Je lui donnai cent sous ou dix francs que j'avais dans ma poche.
Un jour, j'étais au théâtre, dans une loge où il y avait six personnes; elle se fit ouvrir et me dit tout haut:
—Dis donc, toi, quand donc me payeras-tu?
Je n'avais rien sur moi ce jour-là. Une des personnes me demanda combien je lui devais et acquitta ma dette.
A partir de ce moment, on le comprend, il y eut entre nous une rupture complète.
Elle s'en allait disant partout:
—Je suis fâchée avec ma sœur.
Et nous restâmes longtemps brouillées, à son grand regret, car je commençais à faire pas mal de bruit.
J'avais appris de nouveaux exercices à l'Hippodrome.

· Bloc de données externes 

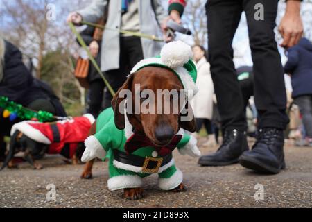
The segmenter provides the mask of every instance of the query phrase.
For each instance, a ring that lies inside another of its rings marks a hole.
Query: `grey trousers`
[[[302,121],[306,136],[312,138],[312,95],[300,96],[295,99],[302,115]]]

Il y avait surtout une course de haies qui faillit me coûter cher. Je montais une jolie jument alezane d'une vigueur incroyable. Elle tremblait une heure avant d'entrer; quand on ouvrait la barrière, elle était déjà en nage.
Un jour, elle s'était gonflée pendant qu'on la sellait; on oublia de la visiter au départ. Une fois lancée, je me sentis tourner; je voulais m'arrêter, mais j'étais devant une haie; elle sauta. Je tâchai de m'élancer de côté pour ne pas être traînée sous ses pieds; je fus tomber sur la piste, en dehors de la haie. J'allais me relever, quand je vis les pieds des chevaux sur ma tête. Tous ceux qui arrivèrent derrière moi me sautèrent avec la haie.